Y lo peor de todo es que la población de nuevo está sometida a la zozobra de la agitación, tranques de carreteras, asedios a los bancos, inclusive de una ocupación tumultuosa de la Asamblea Nacional que insólitamente fue dirigida personalmente por el líder del FSLN, Daniel Ortega –quien tiene la pretensión de volver a gobernar el país-, todo ello con el propósito de aprobar unas leyes para atender los problemas financieros de pequeños y medianos productores.

Pero es muy difícil creer que el FSLN tenga un sincero interés en resolver los problemas de los productores. En realidad, desde que estalló el escándalo financiero del Interbank, que fue politizado por el Presidente Arnoldo Alemán para golpear los intereses económicos del FSLN, se esperaba que la dirigencia sandinista iba a pasar la cuenta y a castigar al gobierno de cualquier manera.

Primero fue con la denuncia de que el gobierno intervendría el Banco de Finanzas, en el que el Ejército tiene cuantiosos intereses económicos, para azuzar a los militares contra el Presidente Alemán.
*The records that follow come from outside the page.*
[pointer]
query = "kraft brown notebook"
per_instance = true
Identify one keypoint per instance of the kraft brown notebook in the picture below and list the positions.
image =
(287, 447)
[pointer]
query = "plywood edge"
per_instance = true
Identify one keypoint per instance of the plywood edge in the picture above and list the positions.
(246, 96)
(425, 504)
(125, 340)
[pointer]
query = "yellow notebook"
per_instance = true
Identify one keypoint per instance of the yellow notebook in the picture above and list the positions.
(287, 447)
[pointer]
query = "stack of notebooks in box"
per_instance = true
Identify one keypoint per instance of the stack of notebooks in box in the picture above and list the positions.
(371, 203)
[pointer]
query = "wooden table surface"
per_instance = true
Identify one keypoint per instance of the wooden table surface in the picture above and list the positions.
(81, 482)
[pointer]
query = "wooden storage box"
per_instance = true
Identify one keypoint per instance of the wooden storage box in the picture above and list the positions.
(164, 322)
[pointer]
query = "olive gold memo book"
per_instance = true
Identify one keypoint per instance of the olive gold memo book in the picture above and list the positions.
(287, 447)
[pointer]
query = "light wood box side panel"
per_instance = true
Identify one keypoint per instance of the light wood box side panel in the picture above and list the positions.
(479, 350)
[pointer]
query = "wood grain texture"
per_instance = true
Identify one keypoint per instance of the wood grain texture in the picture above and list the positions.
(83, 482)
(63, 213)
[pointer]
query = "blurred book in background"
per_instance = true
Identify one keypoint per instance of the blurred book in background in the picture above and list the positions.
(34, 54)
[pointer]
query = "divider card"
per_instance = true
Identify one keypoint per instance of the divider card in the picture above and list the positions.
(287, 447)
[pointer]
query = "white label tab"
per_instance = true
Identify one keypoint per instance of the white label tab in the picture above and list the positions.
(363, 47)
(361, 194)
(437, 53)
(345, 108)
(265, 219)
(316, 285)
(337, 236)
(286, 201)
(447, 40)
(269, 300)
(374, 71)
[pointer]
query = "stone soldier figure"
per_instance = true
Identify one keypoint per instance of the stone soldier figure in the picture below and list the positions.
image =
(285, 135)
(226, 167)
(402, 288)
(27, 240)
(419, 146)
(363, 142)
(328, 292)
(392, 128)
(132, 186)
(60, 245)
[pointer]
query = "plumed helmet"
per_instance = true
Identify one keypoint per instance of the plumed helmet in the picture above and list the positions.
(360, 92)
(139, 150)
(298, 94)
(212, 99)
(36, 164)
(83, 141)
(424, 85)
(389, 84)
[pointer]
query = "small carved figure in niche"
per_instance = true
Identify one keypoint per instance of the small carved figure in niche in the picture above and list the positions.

Y ahora es con la manipulación política de los problemas de los productores agropecuarios medianos y pequeños, y con la exigencia de que se les condone las deudas bancarias, a fin de golpear contundentemente al gobierno y poner en evidencia su absoluta incapacidad para dar respuesta a los problemas fundamentales del país.

Pero a quien están castigando es a la población, a la economía del país, a la posibilidad de atraer inversiones extranjeras, porque muy pocos inversores se arriesgarían en un país tan ingobernable y corrupto, como es Nicaragua bajo el actual esquema de poder.

El Presidente Arnoldo Alemán advirtió el jueves pasado que las leyes exigidas por los sandinistas, son “imposibles de cumplir”. Tiene razón el presidente, por lo menos en lo que se refiere a la que proponen para condonar las deudas bancarias de los productores, que de ser aprobada y aplicada terminaría de hundir la economía del país ya suficientemente golpeada por los escándalos financieros y la corrupción gubernamental.

Pero el problema es de más fondo. Se trata de que el país no puede seguir sometido a este esquema de poder determinado por los intereses y las ambiciones de Arnoldo Alemán y Daniel Ortega, y por los pleitos y contubernios entre el PLC y el FSLN.

El gobierno del PLC ha perdido toda autoridad política y moral fuera del ámbito de sus partidarios. El FSLN, por su parte, sigue demostrando que no es ni puede ser una alternativa confiable de gobierno, sino al contrario.

Afortunadamente sólo falta un año y pico para que la población tenga la posibilidad de escoger libremente algo distinto y mejor que el bipartidismo libero-sandinista.